Ouch! You’re injured…Now what?

There’s that inevitable moment that every dancer dreads…that pop, twist, or roll that seems to come out of nowhere.  One minute you’re hitting triple pirouettes and the next…you’re injured.  It happens to the best of us – even prima ballerinas and Broadway pros. That doesn’t make injuries any easier, necessarily.  But it feels reassuring to know that we’re not alone.  Injury is a (nearly) inevitable part of every dancer’s career. You can—and should—certainly cross-train, stretch, and rest your body to help avoid the risk of getting hurt.  But sometimes it’s completely out of your control. While that feeling sucks, there is something you have full control over—your recovery.  Here’s our tested-and-true advice to take to heart as you rehab from your injury and get back to doing what you love: dancing.
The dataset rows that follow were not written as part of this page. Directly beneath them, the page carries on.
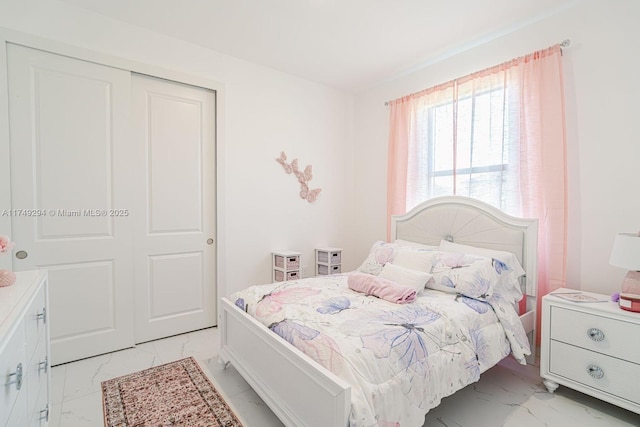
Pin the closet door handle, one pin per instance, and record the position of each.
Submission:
(18, 377)
(42, 315)
(44, 365)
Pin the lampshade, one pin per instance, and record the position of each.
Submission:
(626, 251)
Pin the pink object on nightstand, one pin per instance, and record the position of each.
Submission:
(7, 278)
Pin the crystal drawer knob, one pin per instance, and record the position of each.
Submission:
(18, 377)
(595, 371)
(595, 334)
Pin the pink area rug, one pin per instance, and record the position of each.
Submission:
(174, 394)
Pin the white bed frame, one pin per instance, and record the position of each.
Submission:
(303, 393)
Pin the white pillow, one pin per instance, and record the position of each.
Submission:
(414, 259)
(506, 257)
(405, 276)
(380, 254)
(416, 245)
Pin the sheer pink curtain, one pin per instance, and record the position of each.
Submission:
(533, 101)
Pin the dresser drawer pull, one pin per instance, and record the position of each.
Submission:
(595, 371)
(595, 334)
(42, 316)
(18, 377)
(44, 365)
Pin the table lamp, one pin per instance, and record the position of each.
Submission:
(626, 254)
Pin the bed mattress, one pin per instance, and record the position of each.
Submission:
(400, 359)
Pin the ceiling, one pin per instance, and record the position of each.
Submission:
(347, 44)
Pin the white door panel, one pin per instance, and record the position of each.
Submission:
(174, 264)
(70, 153)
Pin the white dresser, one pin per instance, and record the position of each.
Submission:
(24, 352)
(592, 347)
Remember that dancers have a high tolerance for pain. The typical “pain scale” at the doctor’s office is tricky for us since we’re so accustomed to pushing through pain…usually with a smile!  When you’re getting your injury first checked out, make sure to mention this to your doctor.  They might say to wrap your ankle with an ace bandage because you’re “walking on it fine.”  But an X-ray may show a displaced fracture that requires crutches and a cast.  A misdiagnosis can lead to extra weeks or even months of recovery, so make sure you don’t simply rely on how much “pain” you’re in to determine what tests the doctor performs.

Invest in yourself and recover like an athlete.  Even though you’re not taking class and training during the day doesn’t mean your body needs less nutrition, hydration, rest, and TLC.  Don’t drastically cut calories or eat an entire pint of Ben and Jerry’s ice cream (though you might feel like it!).  Protein, healthy fats, and dark leafy vegetables are key to help the healing process.  Take it easy on the junk food and be sure to get plenty of rest so that your body can use its energy to repair your injury.  Talk to your dance teacher or doctor about options for cross-training.  Swimming, mat Pilates, and the stationary bike can be great ways to keep moving while you’re getting back “on your feet.”

The comeback is always greater than the setback.  Our bodies are incredible instruments.  Swelling subsides, bones heal, and discs can even slide back into place.  Some days may be tougher than others, and that’s okay.  But try to stay positive during this time.  You’re stronger than you think…You’ll come back from this injury smarter, braver, and more determined than before.

Discover things you enjoy besides dance.  If you’re in a college program or on a competition team, you’ll probably have to sit in on dance classes and rehearsals…And watching dance when you can’t can be incredibly frustrating.  Try to schedule (yes, seriously) something enjoyable every day that’s not dance-related.  This could be cooking dinner with your parents, learning calligraphy or embroidery, taking voice lessons, or diving into a new book series.

Remind yourself that you’re still a dancer.  If you move away from home to go to college, you’re still your parents’ daughter.  The same goes for your identity as a dancer.  Just because you’re not dancing right now does not mean you’re not a dancer.

If you’re having a difficult time, reach out to a parent, mentor, counselor, or friend to talk about it.  Having a strong support system is also an important element on your road to recovery.